El corredor mallorquín luchará por las medallas, mientras que Sergi Escobar quedó apeado
Tauler, durante la disputa de la fase clasificatoria. / esteban cobo (efe)
l. m. pascual (efe) / pekín
Toni Tauler superó ayer la primera criba de la prueba de persecución en pista de los Juegos, por lo que mantiene las opciones de medalla, mientras que Sergi Escobar se quedó a las puertas en una jornada con sorpresas marcada por el cambio de las condiciones ambientales del velódromo de Laoshan.

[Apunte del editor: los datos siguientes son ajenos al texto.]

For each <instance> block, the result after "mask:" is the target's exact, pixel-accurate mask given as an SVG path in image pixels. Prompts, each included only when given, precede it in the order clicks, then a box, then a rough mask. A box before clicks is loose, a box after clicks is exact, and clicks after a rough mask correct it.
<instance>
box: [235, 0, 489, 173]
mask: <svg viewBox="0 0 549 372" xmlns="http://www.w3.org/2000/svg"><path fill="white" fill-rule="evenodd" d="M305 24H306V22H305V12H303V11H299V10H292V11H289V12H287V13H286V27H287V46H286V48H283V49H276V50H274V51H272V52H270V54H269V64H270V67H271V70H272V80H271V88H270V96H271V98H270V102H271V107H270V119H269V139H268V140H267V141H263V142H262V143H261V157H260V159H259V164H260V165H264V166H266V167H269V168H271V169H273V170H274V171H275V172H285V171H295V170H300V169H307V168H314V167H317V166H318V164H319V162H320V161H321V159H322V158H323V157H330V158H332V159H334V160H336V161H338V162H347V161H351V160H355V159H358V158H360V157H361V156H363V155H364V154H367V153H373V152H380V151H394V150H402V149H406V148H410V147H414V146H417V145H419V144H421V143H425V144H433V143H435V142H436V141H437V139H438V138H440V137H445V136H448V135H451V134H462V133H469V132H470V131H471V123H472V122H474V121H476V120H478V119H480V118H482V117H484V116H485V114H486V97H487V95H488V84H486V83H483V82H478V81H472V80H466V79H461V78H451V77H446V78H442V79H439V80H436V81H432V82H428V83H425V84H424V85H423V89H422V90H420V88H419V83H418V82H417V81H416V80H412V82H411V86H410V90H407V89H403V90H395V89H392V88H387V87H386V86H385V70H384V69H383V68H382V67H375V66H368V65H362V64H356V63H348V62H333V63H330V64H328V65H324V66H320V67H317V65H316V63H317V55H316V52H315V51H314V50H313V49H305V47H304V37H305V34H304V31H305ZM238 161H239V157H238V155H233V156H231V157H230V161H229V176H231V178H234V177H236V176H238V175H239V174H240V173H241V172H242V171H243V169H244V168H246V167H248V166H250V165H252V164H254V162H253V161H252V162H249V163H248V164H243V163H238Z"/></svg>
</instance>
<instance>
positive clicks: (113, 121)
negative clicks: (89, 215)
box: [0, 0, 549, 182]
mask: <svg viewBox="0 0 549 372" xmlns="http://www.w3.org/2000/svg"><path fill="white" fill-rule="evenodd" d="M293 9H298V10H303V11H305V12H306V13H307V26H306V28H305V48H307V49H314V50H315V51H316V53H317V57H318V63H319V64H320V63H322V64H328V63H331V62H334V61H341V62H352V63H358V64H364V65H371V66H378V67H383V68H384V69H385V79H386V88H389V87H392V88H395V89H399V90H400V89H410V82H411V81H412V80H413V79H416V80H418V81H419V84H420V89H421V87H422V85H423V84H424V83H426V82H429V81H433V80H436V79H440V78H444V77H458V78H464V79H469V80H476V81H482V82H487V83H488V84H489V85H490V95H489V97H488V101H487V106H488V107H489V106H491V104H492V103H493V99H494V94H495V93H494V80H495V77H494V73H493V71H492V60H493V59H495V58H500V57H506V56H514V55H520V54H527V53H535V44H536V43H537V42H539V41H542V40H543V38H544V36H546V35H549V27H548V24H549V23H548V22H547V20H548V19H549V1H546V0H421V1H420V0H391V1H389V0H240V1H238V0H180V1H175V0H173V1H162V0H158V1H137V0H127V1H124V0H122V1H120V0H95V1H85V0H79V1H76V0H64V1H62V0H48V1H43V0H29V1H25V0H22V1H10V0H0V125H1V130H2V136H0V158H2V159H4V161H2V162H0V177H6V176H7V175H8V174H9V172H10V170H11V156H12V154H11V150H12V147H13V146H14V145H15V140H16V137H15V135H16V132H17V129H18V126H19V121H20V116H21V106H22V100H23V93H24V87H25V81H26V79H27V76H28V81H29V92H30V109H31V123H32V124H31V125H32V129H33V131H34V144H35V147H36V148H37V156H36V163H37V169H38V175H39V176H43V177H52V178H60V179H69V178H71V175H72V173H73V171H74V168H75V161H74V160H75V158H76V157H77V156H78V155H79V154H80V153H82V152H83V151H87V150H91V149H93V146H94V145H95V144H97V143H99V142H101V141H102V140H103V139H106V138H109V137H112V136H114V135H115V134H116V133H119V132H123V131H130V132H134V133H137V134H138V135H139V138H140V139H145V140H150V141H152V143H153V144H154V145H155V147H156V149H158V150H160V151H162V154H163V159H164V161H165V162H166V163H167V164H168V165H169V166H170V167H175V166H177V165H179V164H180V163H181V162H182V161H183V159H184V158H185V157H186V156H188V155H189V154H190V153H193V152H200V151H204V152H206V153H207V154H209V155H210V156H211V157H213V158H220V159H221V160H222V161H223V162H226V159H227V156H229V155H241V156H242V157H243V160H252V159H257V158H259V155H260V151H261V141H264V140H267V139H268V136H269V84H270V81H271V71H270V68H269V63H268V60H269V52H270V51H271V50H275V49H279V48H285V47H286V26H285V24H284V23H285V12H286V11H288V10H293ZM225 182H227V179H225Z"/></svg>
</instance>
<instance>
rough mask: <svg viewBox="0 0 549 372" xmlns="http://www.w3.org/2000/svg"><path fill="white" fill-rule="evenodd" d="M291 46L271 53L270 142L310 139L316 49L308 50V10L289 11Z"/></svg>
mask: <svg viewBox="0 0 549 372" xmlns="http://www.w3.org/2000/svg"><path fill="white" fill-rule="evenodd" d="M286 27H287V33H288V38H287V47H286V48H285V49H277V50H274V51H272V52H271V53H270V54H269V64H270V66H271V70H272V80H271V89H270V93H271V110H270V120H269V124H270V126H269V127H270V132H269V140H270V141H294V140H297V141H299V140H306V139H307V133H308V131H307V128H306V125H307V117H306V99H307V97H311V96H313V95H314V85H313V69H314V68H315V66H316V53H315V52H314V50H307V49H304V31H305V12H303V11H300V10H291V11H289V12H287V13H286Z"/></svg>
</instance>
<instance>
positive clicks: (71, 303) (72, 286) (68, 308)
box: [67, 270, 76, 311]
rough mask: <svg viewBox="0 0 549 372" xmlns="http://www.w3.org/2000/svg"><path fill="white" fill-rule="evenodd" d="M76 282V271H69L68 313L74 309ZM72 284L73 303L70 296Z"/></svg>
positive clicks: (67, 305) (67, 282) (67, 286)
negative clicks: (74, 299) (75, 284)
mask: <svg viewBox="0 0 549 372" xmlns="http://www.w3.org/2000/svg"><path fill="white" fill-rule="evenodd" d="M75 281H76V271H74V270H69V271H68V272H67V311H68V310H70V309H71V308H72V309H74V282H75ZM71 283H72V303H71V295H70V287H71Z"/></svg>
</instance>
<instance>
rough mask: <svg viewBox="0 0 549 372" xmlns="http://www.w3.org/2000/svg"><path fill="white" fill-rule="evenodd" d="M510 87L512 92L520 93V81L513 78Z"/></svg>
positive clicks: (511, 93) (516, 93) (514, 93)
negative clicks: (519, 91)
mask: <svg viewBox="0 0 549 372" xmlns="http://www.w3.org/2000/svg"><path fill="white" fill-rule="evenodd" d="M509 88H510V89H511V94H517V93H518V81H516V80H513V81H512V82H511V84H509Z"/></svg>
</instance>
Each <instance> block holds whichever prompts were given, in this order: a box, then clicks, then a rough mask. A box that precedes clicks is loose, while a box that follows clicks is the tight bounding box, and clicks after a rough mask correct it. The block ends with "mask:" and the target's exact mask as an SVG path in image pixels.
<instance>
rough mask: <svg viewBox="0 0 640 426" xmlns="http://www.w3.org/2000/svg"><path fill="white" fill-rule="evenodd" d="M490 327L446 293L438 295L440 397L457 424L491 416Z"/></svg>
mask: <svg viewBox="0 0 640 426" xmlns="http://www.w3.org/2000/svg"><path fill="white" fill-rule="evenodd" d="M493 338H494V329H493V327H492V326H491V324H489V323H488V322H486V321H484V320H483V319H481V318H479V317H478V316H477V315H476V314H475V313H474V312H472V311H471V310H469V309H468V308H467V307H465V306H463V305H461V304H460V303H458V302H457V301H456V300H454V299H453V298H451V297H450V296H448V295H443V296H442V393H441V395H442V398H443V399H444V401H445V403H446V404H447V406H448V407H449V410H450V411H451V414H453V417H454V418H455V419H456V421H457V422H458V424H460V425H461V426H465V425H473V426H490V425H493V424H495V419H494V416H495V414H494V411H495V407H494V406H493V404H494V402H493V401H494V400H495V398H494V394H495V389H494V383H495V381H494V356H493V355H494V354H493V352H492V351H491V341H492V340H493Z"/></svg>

El australiano Bradley McGee y el holandés Jenning Huizenga, dos de los principales favoritos para la victoria final, se quedaron apeados en la primera fase. No se adaptaron a los cambios ambientales, a un aire acondicionado más frío y menor humedad que en las jornadas de entrenamiento.
El británico Bradley Wiggins rectificó a tiempo su desarrollo y logró el récord olímpico, 4:15.031 minutos, una marca algo peor a la que él mismo había anunciado que haría. La suya fue la única actuación sobresaliente de una primera jornada en la que también se salvaron el neozelandés Roulston, el ruso Markov, el ucraniano Dyudya, el británico Burke, el estadounidense Phinney y el también ruso Serov, además de Tauler.
El español se medirá por un puesto entre las medallas con el ruso Markov, un rival duro. De los ocho clasificados, se enfrentarán de dos en dos. Los cuatro mejores tiempos se jugarán las finales; los dos primeros pelearán por el oro y los otros dos por el bronce.
Tras la prueba, el mallorquín se mostró satisfecho, y aseguró que será muy complicado luchar por la medalla. «El puesto final dependerá de los contrincantes, que están muy fuertes», afirmó, y se lamentó por la eliminación de Escobar, bronce hace cuatro años en Atentas. «Lleva tres meses entrenando y le ha salido un mal día.
Por su parte, Escobar aseguró estar «más que decepcionado, desilusionado» por no poder optar a renovar la medalla y se quejó de las condiciones ambientales. «Había un 40 por ciento de humedad y 25 grados, y eso no es nada bueno para nosotros».